Margarita hala la manga de la camisa para cubrir las marcas. No le gusta la forma en que la gente se le queda mirando. Susurran, dicen que son granos, chunche. Nunca sospechan que esas marcas que le recorren los brazos, la espalda y la nariz son cicatrices. Nunca lo explica. No tienen derecho a suponer, pero tampoco tienen derecho a la verdad.
Kevin la mira. Su sobrino nota el gesto, pero no dice nada. Margarita le había dicho que las marcas eran secuelas de la varicela. Él era un niño cuando preguntó por primera vez, pero ahora, con trece años, parecía sospechar que había otra historia detrás, una mucho más dolorosa a juzgar por los gestos nerviosos de su tía. Margarita se pregunta si es hora de contársela. Ella era solo un año mayor cuando le abrieron las heridas que cargaría para siempre en la piel.
¿Por dónde podría empezar? ¿Sol y Luna? De la discoteca en Bucheli no quedaba nada, solo un muro con pintura desgastada sepultado por el monte. Tal vez comenzaría con Nesler, de quién no se volvió a saber nada. O quizás con Rocho. Probablemente con Rocho. Margarita tenía catorce años cuando el tipo llegó al salón, iba siempre escoltado por cuatro hombres, todos de civil, pero eran de la guerrilla. Quizás Rocho era un comandante. Iba al salón solo para hablar con Margarita.
Tal vez sería mejor empezar con el reinado. Reinado maricas y travestis, dijo Nesler, hay plata pa’ todos. Rocho le había dado una buena tajada a Nesler para reclutarlas, y consiguió siete participantes, ocho con Margarita. Las llevaron a Sol y Luna. Margarita notó que las puertas de las casas vecinas estaban cerradas, los bombillos apagados. La discoteca también estaba cerrada. Rocho mandó a traer al dueño, lo sacaron de la cama en calzoncillos para que abriera. Margarita buscó a Nesler; él las iba a llevar de regreso a Tumaco, pero el tipo ya se había ido. Las había dejado solas.
No me la vayan a tocar a ella, Rocho advirtió a los demás guerrilleros, porque ella es mía. Había unos sesenta, más, setenta guerrilleros. Margarita y las demás desfilaron en bikini, ellos se alborotaron, las tocaron, las manosearon. Alrededor de las dos de la mañana les empezaron a halar el cabello y las manos, les quitaron las pelucas, les dieron patadas y golpes. Y después Rocho la arrastró a la parte de atrás de la discoteca, entre los plátanos. Yo primero me la como a ella, ustedes verán después qué hacen.
En ese punto, Margarita tendría que pedirle a Kevin paciencia. Su tía se repetiría al hablar, las oraciones se le enredarían, se entorpecerían y habría que recurrir a gestos, descripciones, razones, señas, porque no se han inventado palabras para contar algo así.

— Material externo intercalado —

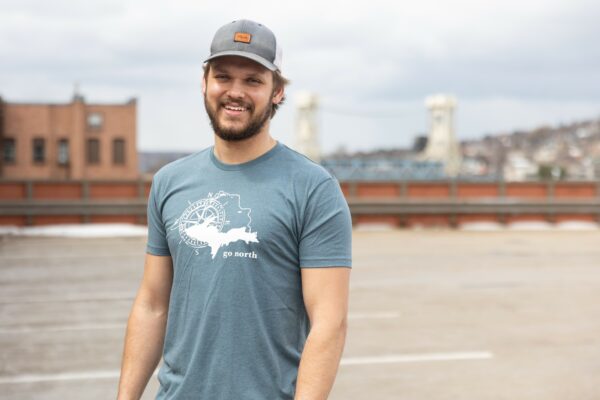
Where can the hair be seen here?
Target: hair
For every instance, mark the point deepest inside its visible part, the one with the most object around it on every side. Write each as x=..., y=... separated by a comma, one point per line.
x=279, y=82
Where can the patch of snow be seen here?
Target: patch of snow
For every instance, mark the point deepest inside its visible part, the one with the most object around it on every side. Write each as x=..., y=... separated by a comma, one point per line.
x=77, y=230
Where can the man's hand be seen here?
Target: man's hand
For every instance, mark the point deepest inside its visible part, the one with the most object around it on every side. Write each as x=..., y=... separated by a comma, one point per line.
x=146, y=327
x=325, y=292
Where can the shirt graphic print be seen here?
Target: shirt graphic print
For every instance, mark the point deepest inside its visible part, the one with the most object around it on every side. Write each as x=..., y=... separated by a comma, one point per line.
x=215, y=221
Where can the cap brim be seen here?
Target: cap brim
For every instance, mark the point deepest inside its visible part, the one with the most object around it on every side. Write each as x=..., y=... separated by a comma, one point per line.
x=262, y=61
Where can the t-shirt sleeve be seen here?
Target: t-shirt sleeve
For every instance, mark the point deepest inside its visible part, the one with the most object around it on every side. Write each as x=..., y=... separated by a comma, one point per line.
x=157, y=238
x=326, y=236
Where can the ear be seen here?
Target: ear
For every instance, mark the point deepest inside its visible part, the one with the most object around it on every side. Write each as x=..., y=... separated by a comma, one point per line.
x=278, y=95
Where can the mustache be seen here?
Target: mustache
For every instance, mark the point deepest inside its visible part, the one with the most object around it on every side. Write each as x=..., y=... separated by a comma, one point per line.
x=236, y=103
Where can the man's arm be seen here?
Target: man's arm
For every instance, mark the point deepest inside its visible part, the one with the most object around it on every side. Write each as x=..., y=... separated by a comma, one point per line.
x=325, y=292
x=146, y=327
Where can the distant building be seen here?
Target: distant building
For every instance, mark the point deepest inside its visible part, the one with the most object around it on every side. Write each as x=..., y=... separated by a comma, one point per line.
x=75, y=140
x=442, y=145
x=307, y=140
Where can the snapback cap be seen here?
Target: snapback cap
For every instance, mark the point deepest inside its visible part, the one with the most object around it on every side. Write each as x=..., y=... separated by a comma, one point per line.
x=249, y=39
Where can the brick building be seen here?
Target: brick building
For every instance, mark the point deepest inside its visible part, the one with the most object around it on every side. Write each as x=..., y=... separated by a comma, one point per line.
x=76, y=140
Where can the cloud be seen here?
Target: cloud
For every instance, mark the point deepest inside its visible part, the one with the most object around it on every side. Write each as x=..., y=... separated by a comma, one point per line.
x=370, y=59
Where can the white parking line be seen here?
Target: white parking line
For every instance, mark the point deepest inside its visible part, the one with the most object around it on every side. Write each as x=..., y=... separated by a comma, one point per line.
x=400, y=358
x=70, y=297
x=374, y=315
x=389, y=359
x=68, y=376
x=61, y=328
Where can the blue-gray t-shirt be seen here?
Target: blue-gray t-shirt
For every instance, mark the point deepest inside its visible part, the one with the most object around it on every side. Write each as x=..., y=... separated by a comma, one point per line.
x=238, y=236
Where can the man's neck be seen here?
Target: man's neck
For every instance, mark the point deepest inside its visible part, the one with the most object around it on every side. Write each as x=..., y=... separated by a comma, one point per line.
x=231, y=152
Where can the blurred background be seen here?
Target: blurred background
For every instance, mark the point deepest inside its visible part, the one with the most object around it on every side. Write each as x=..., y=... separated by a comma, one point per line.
x=465, y=136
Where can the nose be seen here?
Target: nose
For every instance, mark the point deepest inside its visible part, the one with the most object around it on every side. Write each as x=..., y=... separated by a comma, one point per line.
x=235, y=91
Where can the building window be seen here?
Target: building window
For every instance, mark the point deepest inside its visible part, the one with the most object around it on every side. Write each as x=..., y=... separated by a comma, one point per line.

Y ojalá nunca se inventen, le diría a su sobrino, ojalá nadie nunca tenga que volver a buscarlas. Rocho fue el primero. Margarita sintió la sangre tibia deslizándose por su piel. Llegaron más hombres, varios al tiempo, uno tras otro, un dolor continuo. Patadas, golpes, gritos. El tiempo se deshizo. Sin principio, sin final. Oyó gritos, los suyos, los de sus compañeras, imposible distinguirlos, todos pedían lo mismo: que pararan. Amarraron a Margarita a una de las palmas para que las hormigas le recorrieran el cuerpo y le enterraran sus mandíbulas en la piel. Estuvo amarrada hasta las cinco de la mañana. Una quería morir, otra respondió: agradece que no nos mataron.
Si nos hubieran matado sí habría sido peor. Eso le diría a Kevin. ¿Quién más nos va a contar? No es una historia triste, le diría ella, yo seguí, yo viví. La historia triste es la de ellos, los que nunca aprendieron a amar. Margarita suspira. Será difícil, será doloroso, quitar una a una las costras que le han dejado los años de silencio; volverá a sangrar, pero un día lo hará. Le contará todo. Nunca ha permitido que sus cicatrices hablen por ella.